The script reads the data file and looks for a file with the project name and '_3sets.txt' suffix in the current directory. If found, the file is used to split the dataset. Then, tokenizer.perl is used to tokenise the set of sentences. If tokeniser did not work, consider changing the tokeniser command at line 10:

tokenizer_cmd = ['/usr/bin/perl', 'tokenizer.perl', '-l', 'en', '-q', '-']
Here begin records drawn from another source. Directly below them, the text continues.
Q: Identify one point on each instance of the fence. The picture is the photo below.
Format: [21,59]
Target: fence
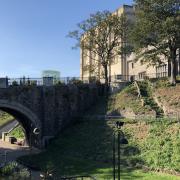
[48,81]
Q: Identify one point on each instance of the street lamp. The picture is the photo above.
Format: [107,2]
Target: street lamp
[35,131]
[119,124]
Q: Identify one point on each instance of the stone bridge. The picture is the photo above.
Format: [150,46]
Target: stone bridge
[48,108]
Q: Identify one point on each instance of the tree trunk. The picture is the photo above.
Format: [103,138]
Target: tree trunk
[173,68]
[106,79]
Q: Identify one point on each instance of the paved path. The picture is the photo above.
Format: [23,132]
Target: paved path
[14,151]
[8,127]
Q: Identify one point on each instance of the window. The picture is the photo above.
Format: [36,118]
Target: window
[142,75]
[161,71]
[132,65]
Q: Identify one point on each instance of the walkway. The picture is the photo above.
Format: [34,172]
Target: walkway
[13,151]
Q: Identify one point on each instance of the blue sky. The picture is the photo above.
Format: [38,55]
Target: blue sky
[33,34]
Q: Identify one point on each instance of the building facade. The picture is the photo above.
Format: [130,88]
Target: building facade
[124,67]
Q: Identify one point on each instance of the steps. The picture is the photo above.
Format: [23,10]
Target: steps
[146,93]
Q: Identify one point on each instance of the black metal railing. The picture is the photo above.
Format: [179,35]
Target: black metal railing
[72,80]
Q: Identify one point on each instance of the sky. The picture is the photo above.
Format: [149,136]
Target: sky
[33,34]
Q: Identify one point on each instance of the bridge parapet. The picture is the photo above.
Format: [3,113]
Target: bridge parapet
[50,108]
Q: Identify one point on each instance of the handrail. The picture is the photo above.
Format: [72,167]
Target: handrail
[76,177]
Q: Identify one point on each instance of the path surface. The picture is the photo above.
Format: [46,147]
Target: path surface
[8,127]
[14,151]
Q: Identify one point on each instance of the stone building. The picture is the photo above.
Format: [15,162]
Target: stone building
[124,68]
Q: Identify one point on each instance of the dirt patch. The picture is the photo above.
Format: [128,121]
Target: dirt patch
[139,130]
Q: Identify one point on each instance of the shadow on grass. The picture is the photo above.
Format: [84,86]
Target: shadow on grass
[85,148]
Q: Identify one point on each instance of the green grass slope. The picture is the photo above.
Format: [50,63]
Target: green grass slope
[85,148]
[5,118]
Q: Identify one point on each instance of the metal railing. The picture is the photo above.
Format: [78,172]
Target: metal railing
[72,80]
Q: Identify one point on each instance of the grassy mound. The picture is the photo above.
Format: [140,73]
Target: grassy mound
[128,99]
[5,118]
[85,148]
[18,132]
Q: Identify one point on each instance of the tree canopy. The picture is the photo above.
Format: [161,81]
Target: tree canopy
[101,34]
[156,32]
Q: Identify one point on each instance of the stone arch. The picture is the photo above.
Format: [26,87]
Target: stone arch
[26,118]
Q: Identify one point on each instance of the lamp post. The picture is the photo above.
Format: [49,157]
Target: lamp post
[118,126]
[36,131]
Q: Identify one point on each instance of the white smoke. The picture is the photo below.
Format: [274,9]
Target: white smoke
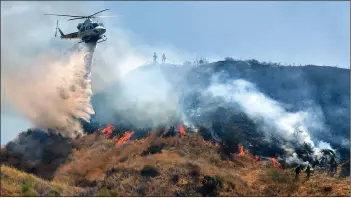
[273,117]
[52,93]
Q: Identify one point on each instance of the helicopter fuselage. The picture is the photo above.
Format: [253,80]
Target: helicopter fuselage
[91,31]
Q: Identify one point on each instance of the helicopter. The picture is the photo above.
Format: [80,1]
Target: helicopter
[88,31]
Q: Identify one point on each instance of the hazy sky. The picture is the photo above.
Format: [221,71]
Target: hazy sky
[292,32]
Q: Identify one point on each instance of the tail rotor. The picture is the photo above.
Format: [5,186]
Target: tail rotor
[56,28]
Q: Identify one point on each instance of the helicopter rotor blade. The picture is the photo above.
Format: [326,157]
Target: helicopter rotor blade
[103,16]
[77,18]
[63,15]
[99,12]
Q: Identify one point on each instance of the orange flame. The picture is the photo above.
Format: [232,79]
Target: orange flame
[108,130]
[182,130]
[217,144]
[242,151]
[275,162]
[125,138]
[257,158]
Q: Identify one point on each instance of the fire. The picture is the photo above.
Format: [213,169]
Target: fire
[275,162]
[125,138]
[217,144]
[108,130]
[182,130]
[242,151]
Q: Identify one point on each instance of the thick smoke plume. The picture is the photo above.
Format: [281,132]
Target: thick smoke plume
[54,92]
[272,118]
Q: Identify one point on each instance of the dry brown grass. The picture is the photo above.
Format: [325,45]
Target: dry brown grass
[18,183]
[178,166]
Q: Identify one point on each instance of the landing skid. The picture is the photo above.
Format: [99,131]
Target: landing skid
[96,42]
[102,40]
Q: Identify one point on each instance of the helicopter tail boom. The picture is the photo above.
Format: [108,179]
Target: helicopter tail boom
[62,34]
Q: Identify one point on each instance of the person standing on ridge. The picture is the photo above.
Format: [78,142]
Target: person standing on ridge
[155,58]
[163,58]
[298,170]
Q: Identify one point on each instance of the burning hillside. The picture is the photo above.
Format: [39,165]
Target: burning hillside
[168,163]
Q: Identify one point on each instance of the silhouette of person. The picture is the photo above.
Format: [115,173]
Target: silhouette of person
[163,58]
[155,58]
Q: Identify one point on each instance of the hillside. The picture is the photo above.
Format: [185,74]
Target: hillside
[155,95]
[178,165]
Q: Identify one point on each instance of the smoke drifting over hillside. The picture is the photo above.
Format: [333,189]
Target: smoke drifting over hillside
[271,117]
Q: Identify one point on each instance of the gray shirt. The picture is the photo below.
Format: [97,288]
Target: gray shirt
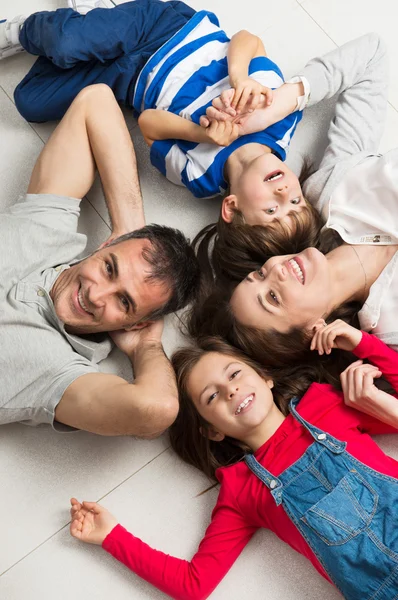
[38,358]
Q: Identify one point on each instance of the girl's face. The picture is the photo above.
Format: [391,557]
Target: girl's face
[233,398]
[288,291]
[266,190]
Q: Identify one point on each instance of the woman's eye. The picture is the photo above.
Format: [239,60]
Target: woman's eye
[212,397]
[234,374]
[108,268]
[273,297]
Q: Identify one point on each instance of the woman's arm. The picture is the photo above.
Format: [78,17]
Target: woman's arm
[225,538]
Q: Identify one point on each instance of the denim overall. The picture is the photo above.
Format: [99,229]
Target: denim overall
[346,511]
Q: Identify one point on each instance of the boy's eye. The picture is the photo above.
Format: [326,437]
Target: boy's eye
[273,297]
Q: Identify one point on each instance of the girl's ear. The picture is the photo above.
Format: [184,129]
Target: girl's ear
[228,208]
[212,434]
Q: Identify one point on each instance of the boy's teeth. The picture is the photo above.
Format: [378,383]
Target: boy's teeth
[297,269]
[243,404]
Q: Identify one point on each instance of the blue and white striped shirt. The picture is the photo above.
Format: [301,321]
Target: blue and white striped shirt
[183,77]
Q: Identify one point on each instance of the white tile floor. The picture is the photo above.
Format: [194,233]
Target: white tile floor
[142,482]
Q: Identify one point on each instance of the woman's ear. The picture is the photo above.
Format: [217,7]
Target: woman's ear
[228,208]
[212,434]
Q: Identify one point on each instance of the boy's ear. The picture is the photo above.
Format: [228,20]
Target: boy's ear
[212,434]
[228,208]
[138,326]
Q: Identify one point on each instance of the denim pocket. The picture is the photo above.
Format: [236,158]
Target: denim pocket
[344,512]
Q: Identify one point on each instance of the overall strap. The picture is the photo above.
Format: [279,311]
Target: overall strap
[320,436]
[272,483]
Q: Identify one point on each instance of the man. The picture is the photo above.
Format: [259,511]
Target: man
[54,309]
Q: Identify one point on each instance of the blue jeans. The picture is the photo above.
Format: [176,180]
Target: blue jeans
[346,511]
[105,46]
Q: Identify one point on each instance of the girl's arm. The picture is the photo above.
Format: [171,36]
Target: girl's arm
[225,538]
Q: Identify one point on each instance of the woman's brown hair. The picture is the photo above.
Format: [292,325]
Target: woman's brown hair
[188,432]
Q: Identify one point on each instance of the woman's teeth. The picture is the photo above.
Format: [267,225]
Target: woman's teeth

The first argument of the command is the path to Perl installation directory, which needs to be corrected based on the OS and customised installations. The tokenizer.perl script is included in the package in the current directory. Once done, this script produces and stores in the data directory inside the current directory two files, one with .pkl.gz extension which contains the tokenised text, and the other with .dict.pkl.gz extension which contains a dictionary build upon the training set. This is dictionary is used to vectorise the text in all three train, validation, and test sets.

tfidf_se_method.py

This script runs the TF/IDF-SE method. It loads the data produced by the preprocess.py script. Then creates a pipe line consisting of a featuree selection and the classification unit (i.e., Support Vector Classification) and uses the training set to build the model. Then uses the model to estimatee the classes (i.e., story points) for the issues in the test set and stores the actual and estimated values in separate files.

measurement.py

This script simply reads the actual and estimated story points from the files created by the tfidf_se_method.py script and produce the another file containing the absolute errors of the estimations in the same directory. It also computes and writes/appends the MAE and MdAE of the estimations per project in a single file named performance_all.csv inside the experiment results directory (i.e., [exp]/log/performance_all.csv).